Costa Rica Travel Diary: Day 19

Wed Aug 23

Today we woke up to heavy rain so we decided to forego our plans to hike Poas Volcano and La Paz Waterfall Gardens. We had a relaxing morning and did some laundry. We decided to try coconut milk in our coffee- it added a nice velvety creaminess with a hint of nutty sweetness. James went for a run when there was a break in the rain. Later it completely cleared up so we decided to do a coffee tour. Costa Rica is well known for their coffee as they have an ideal climate and fertile volcanic soil. We decided to go to Hacienda Alsacia, about a 40 minute drive away, through mountain greenery and small towns. 

On our way, we stopped at a soda called Comidas Chitos. James had an Imperial lager (the national beer found throughout Costa Rica), while I had a papaya milkshake. Feeling a tad hungry, we shared an order of chifrijo. Chifrijo is a typical bar snack that is commonly found throughout Costa Rica. There are layers of flavors and textures, and each place adds their own twist. Ours consisted of brothy rice and red beans, pico de gallo, chicharrones, avocado, fresh tortilla chips, and a squeeze of lime over top.

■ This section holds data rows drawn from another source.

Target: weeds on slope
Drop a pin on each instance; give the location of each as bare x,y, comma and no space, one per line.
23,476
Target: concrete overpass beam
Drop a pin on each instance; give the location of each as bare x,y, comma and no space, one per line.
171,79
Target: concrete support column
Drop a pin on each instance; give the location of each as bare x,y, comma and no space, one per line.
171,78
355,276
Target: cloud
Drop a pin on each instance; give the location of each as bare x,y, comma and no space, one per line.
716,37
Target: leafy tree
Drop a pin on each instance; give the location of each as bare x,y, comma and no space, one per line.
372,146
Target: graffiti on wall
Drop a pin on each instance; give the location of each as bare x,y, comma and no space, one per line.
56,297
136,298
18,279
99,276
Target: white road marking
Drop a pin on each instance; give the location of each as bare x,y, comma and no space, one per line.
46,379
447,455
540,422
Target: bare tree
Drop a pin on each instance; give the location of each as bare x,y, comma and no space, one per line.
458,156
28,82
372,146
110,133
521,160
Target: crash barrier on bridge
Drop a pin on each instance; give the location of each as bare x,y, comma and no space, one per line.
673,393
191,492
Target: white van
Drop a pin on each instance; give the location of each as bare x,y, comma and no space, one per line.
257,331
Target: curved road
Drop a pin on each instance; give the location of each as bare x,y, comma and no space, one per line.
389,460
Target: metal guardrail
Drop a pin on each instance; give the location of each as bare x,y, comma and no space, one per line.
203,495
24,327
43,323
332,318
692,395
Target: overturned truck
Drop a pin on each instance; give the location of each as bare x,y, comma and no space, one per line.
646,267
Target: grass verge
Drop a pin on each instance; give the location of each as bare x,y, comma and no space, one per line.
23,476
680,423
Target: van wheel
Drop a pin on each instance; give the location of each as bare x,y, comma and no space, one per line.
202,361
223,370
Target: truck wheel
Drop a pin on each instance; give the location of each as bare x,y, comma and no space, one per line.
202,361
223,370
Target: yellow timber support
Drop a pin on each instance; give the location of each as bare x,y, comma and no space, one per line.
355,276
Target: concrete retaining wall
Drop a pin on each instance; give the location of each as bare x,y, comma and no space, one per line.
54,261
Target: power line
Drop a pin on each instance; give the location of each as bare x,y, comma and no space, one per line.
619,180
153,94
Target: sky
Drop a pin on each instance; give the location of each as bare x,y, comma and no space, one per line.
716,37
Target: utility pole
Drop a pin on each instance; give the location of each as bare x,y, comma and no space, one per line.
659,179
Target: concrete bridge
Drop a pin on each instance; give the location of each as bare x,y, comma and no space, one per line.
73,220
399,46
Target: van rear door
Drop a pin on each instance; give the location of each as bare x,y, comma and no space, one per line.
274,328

This dish was AMAZING. We have really enjoyed the food and ingredients in Costa Rica, but up until now, no specific cultural dish really stood out to us. Casados are good, but they aren’t exciting. They are basically a homestyle combo plate of different sides and a meat. The ceviche is fresh and tasty here, but you can find ceviche in other cuisines, it’s not really unique to Costa Rica. But chifrijo! I’ve never had anything like it, and the combination of hot and cold ingredients just works. Normally, I don’t like Spanish chicharrones as I find them to be too fatty and chewy for my liking. I don’t like the Mexican ones either since they are basically crisp fried pork fat/skin. But Costa Rican chicharrones are a whole other story!These chicharrones were so meaty, tender and crisp, with very little fat. I think the fat must have melted out through the cooking process, adding flavor to the pork but not a heavy mouthfeel. All together with the cozy rice and beans and the bright fresh pico, it was truly a dish that hit every note and satisfied every craving. I’m so glad we didn’t miss out on trying chifrijo

We continued on to Hacienda Alsacia. It is the only coffee farm in the world that Starbucks actually owns (bought in 2013). Normally Starbucks is a coffee buyer, not a producer. Even though they own this coffee plantation and are completely involved in the production process, Starbucks only takes 5% of the coffee yield. The other 95% can be sold to whoever Hacienda Alsacia chooses. There is a gorgeous Starbucks cafe on the premises, overlooking part of the farm and a waterfall.

The main purpose of this plantation is to experiment with and try out new production processes and technologies. This farm is at the forefront of coffee development and aims to be an example for the rest of the coffee world in terms of better production with an emphasis on human rights, fair labor practices and sustainability. 

Our tour guide, Geraldine, took us through the complete coffee process, from seed to roasted bean. We learned about different varieties of coffee plants, the growing process and the importance of having other plants like banana trees on the property to provide shade and protect against soil erosion. We also learned about the coffee picking method (it must be by hand!) and how to differentiate between good cherries and unripe or overripe cherries. 

What I found most interesting was the political issues concerning fair labor and trade practices in the coffee industry worldwide. In Costa Rica, the coffee pickers are mostly workers coming from Nicaragua and Panama. They come to Costa Rica usually in families or large groups and work the coffee fields, moving from region to region over the span of about 4 months. By law, coffee plantations must provide basic, adequate housing for these workers. When it comes to harvesting the bean, there are lots of chances for workers to be exploited and not paid fairly for their work, and also opportunities for workers to steal. The best coffee growing zone is around the equator and these countries are the ones facing problems in general with corruption and lack of, or very minimal, worker’s rights.

 We learned about some practices that Hacienda Alsacia implements to ensure transparency and fairness as well as a safe space for their workers. It was fascinating to learn about the problems in the coffee industry and what “fair trade” really means. 

We also learned about the different techniques (modern and traditional) and the different machinery used in the coffee sorting, drying, storing and roasting processes. At the end of our tour, we finally got to sample some coffee!

Geraldine guided us on how to properly taste coffee, judging the aroma and flavor notes. It really reminded me of doing wine tastings at vineyards. James picked up on the chocolate notes while I picked out the lemon, citrus notes- we got two of the three main flavors, the other one being a nutty almond note. 

The sun was starting to set and the rain clouds were rolling back in, so we headed home. Just as we got back it started raining again. Tonight’s dinner was carne de res (beef), yuca, broccoli and roasted onion and bell pepper. This was our final day in Costa Rica. Tomorrow we are off, bright and early to the San Jose airport for our Mexico flight!